Here are the key sections that cover tax benefits:
- Section 24(b) – Deduction on interest paid on a housing loan
- Section 80C – Deduction on principal repayment and registration-related costs
- Section 80EE – Additional interest deduction for first-time buyers
- Section 80EEA – Further deduction for affordable housing purchases
Section 24(b) – Claiming Interest Deduction
Under Section 24(b) you can claim tax benefit on the interest portion of your EMIs. The amount you can claim depends on whether the property is self-occupied or rented out.
- For self-occupied homes, you can claim up to Rs. 2 Lakh per year
- For let-out properties, there’s no upper limit—the entire interest paid can be deducted from rental income
However, there’s a key condition to keep in mind. The property’s construction or purchase must be completed within five years from the end of the financial year in which the housing loan was taken. If this condition isn’t met, the deduction may be limited to Rs. 30,000 instead.
Section 80C – Deductions of the Principal Repayment
Under Section 80C, you can claim a deduction of up to Rs. 1.5 Lakh per year on these repayments. But this limit includes other eligible investments such as ELSS, life insurance premiums, and Provident Fund contributions.
Two things to remember here:
- This Home Loan tax benefit is available only after the construction is complete and you’ve received the possession or completion certificate.
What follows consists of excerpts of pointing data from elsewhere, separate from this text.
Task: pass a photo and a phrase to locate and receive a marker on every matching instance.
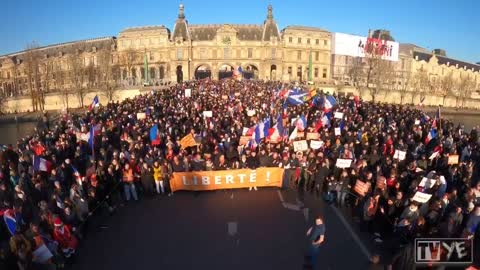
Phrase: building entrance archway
(273, 72)
(250, 72)
(179, 74)
(202, 72)
(225, 71)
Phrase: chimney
(440, 52)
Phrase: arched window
(162, 72)
(152, 73)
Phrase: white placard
(426, 183)
(316, 144)
(434, 155)
(338, 115)
(207, 113)
(338, 132)
(421, 197)
(400, 155)
(300, 146)
(343, 163)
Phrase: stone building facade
(217, 51)
(417, 70)
(261, 51)
(48, 69)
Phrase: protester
(104, 157)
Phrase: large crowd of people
(52, 182)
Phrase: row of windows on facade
(153, 73)
(227, 54)
(315, 72)
(154, 41)
(317, 41)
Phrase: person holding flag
(95, 103)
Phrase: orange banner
(212, 180)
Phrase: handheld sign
(426, 183)
(338, 115)
(400, 155)
(207, 113)
(452, 159)
(338, 132)
(434, 155)
(313, 136)
(361, 188)
(421, 197)
(244, 140)
(316, 144)
(381, 182)
(343, 163)
(300, 146)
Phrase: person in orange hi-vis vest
(128, 184)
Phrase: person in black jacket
(253, 163)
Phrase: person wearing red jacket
(388, 148)
(66, 240)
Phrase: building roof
(144, 28)
(202, 32)
(442, 60)
(68, 47)
(409, 48)
(304, 28)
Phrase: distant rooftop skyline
(448, 25)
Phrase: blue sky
(451, 25)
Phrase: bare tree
(465, 88)
(47, 74)
(31, 66)
(60, 79)
(128, 59)
(108, 72)
(379, 74)
(356, 72)
(76, 76)
(405, 78)
(90, 75)
(447, 86)
(423, 84)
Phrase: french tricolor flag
(329, 102)
(261, 131)
(276, 133)
(41, 164)
(77, 175)
(301, 123)
(95, 103)
(431, 135)
(10, 221)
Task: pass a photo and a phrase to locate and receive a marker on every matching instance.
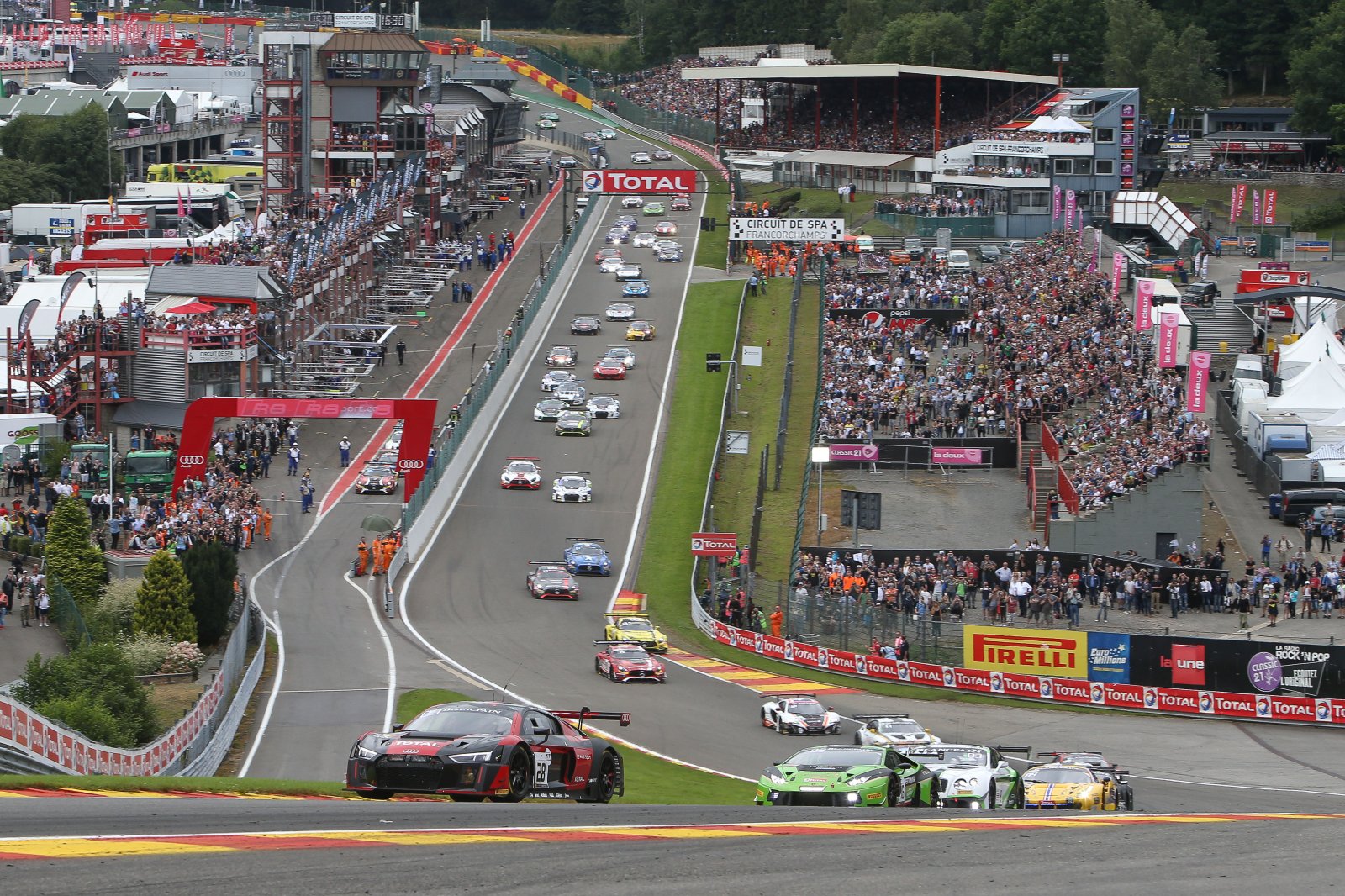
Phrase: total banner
(1143, 304)
(1197, 381)
(1168, 324)
(1154, 698)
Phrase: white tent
(1318, 343)
(1335, 451)
(1044, 124)
(1315, 396)
(1064, 124)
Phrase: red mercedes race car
(623, 661)
(504, 752)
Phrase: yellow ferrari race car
(638, 630)
(1068, 786)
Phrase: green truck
(150, 468)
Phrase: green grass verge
(688, 451)
(766, 322)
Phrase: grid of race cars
(896, 762)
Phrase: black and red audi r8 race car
(623, 661)
(504, 752)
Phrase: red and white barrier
(697, 151)
(1309, 710)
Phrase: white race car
(572, 488)
(555, 378)
(799, 714)
(970, 777)
(521, 472)
(894, 730)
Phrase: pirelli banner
(1046, 665)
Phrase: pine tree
(71, 557)
(212, 567)
(163, 603)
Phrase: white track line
(658, 428)
(388, 649)
(457, 495)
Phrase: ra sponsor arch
(419, 414)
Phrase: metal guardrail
(213, 754)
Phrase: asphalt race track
(405, 848)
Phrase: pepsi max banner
(1187, 701)
(899, 319)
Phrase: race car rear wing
(580, 714)
(1026, 751)
(790, 693)
(878, 716)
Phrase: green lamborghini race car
(844, 775)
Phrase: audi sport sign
(715, 544)
(638, 181)
(787, 229)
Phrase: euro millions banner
(1143, 304)
(1197, 381)
(1168, 324)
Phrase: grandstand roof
(800, 71)
(845, 158)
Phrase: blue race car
(636, 288)
(588, 556)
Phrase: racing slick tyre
(604, 786)
(520, 777)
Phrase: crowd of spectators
(1042, 336)
(941, 206)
- The property should not be sold within five years of possession. If it is, the previously claimed deductions are added back to your taxable income in the year of sale.
Additionally, one-time charges such as stamp duty and registration fees are also covered under this section, but must be claimed in the same financial year they are paid.
Section 80EE – Additional Benefit for First-Time Buyers
If this is your first time buying a residential property, you may be eligible for an additional deduction of up to Rs. 50,000 under Section 80EE, over and above the Rs. 2 Lakh limit under Section 24(b).
To qualify, you must meet these conditions:
- The housing loan must have been sanctioned between 1 April 2016 and 31 March 2017
- The loan amount should not exceed Rs. 35 Lakh
- The property’s value should be within Rs. 50 Lakh
- You should not own any other residential property on the date of loan sanction
This section is aimed at making homeownership easier for first-time buyers.
Section 80EEA – Additional Savings on Affordable Housing
For those who missed the 80EE window or are purchasing homes under the affordable housing category, Section 80EEA offers an additional deduction of up to Rs. 1.5 Lakh on interest paid over and above the deductions available under Section 24(b).
Here are the qualifying conditions:
- The loan must be sanctioned between 1 April 2019 and 31 March 2022
- The stamp duty value of the property should not exceed Rs. 45 Lakh
- The borrower must not own any residential property at the time of sanction
Note that you cannot claim both 80EE and 80EEA.
A housing loan can help you maximise savings, thanks to the tax benefits it offers. By understanding Sections such as 24(b), 80C, 80EE, and 80EEA, you can structure your loan and property purchase in a way that works for your long-term finances.